Abstract:The paradigm of Intelligent DataPlane (IDP) embeds deep learning (DL) models on the network dataplane to enable intelligent traffic analysis at line-speed. However, the current use of the match-action table (MAT) abstraction on the dataplane is misaligned with DL inference, leading to several key limitations, including accuracy degradation, limited scale, and lack of generality. This paper proposes Pegasus to address these limitations. Pegasus translates DL operations into three dataplane-oriented primitives to achieve generality: Partition, Map, and SumReduce. Specifically, Partition "divides" high-dimensional features into multiple low-dimensional vectors, making them more suitable for the dataplane; Map "conquers" computations on the low-dimensional vectors in parallel with the technique of fuzzy matching, while SumReduce "combines" the computation results. Additionally, Pegasus employs Primitive Fusion to merge computations, improving scalability. Finally, Pegasus adopts full precision weights with fixed-point activations to improve accuracy.
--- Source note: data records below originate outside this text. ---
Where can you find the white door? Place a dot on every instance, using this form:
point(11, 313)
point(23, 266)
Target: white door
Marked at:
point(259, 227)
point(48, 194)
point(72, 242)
Our implementation on a P4 switch demonstrates that Pegasus can effectively support various types of DL models, including Multi-Layer Perceptron (MLP), Recurrent Neural Network (RNN), Convolutional Neural Network (CNN), and AutoEncoder models on the dataplane. Meanwhile, Pegasus outperforms state-of-the-art approaches with an average accuracy improvement of up to 22.8%, along with up to 248x larger model size and 212x larger input scale.